FIG. 3 depicts a block diagram of components of client device 120 and server 140, in accordance with an illustrative embodiment of the present invention. It should be appreciated that FIG. 3 provides only an illustration of one implementation and does not imply any limitations with regard to the environments in which different embodiments may be implemented. Many modifications to the depicted environment may be made.

FIG. 3 includes processor(s) 301, cache 303, memory 302, persistent storage 305, communications unit 307, input/output (I/O) interface(s) 306, and communications fabric 304. Communications fabric 304 provides communications between cache 303, memory 302, persistent storage 305, communications unit 307, and input/output (I/O) interface(s) 306. Communications fabric 304 can be implemented with any architecture designed for passing data and/or control information between processors (such as microprocessors, communications and network processors, etc.), system memory, peripheral devices, and any other hardware components within a system. For example, communications fabric 304 can be implemented with one or more buses or a crossbar switch.

Memory 302 and persistent storage 305 are computer readable storage media. In this embodiment, memory 302 includes random access memory (RAM). In general, memory 302 can include any suitable volatile or non-volatile computer readable storage media. Cache 303 is a fast memory that enhances the performance of processor(s) 301 by holding recently accessed data, and data near recently accessed data, from memory 302.

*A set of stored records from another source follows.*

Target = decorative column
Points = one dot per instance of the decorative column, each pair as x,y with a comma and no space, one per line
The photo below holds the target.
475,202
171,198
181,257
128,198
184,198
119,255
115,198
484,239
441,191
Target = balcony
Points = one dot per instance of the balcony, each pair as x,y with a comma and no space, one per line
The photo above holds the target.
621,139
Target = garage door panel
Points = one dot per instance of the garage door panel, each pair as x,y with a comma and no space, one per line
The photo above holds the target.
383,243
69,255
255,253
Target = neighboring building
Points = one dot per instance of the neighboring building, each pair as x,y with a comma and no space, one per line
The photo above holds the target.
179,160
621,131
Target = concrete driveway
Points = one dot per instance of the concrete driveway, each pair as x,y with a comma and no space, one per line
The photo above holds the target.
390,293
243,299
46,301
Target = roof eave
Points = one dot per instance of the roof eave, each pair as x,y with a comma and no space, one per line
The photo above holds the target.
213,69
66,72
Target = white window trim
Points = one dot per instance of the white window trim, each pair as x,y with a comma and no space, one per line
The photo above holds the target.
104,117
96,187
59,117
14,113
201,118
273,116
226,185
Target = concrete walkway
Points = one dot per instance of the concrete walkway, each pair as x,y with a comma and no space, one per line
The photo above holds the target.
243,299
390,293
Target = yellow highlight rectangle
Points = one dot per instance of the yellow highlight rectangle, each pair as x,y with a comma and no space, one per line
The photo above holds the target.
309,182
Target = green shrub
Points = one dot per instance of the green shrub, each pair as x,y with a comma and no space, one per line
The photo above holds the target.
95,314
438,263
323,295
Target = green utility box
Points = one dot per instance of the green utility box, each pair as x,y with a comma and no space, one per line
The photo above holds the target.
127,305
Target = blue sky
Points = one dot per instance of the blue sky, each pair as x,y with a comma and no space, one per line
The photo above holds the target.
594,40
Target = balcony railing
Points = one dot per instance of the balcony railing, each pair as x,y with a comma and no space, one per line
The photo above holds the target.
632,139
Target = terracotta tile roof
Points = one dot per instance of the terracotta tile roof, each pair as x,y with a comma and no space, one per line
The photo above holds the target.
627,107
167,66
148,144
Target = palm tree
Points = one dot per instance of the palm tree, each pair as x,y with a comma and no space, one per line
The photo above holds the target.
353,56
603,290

Program instructions and data (e.g., software and data 310) used to practice embodiments of the present invention may be stored in persistent storage 305 and in memory 302 for execution by one or more of the respective processor(s) 301 via cache 303. In an embodiment, persistent storage 305 includes a magnetic hard disk drive. Alternatively, or in addition to a magnetic hard disk drive, persistent storage 305 can include a solid state hard drive, a semiconductor storage device, a read-only memory (ROM), an erasable programmable read-only memory (EPROM), a flash memory, or any other computer readable storage media that is capable of storing program instructions or digital information.

The media used by persistent storage 305 may also be removable. For example, a removable hard drive may be used for persistent storage 305. Other examples include optical and magnetic disks, thumb drives, and smart cards that are inserted into a drive for transfer onto another computer readable storage medium that is also part of persistent storage 305. Software and data 310 can be stored in persistent storage 305 for access and/or execution by one or more of the respective processor(s) 301 via cache 303. With respect to client device 120, software and data 310 includes data of user interface 122, application 124, and sensor 126. With respect to server 140, software and data 310 includes data of storage device 142 and speech program 200.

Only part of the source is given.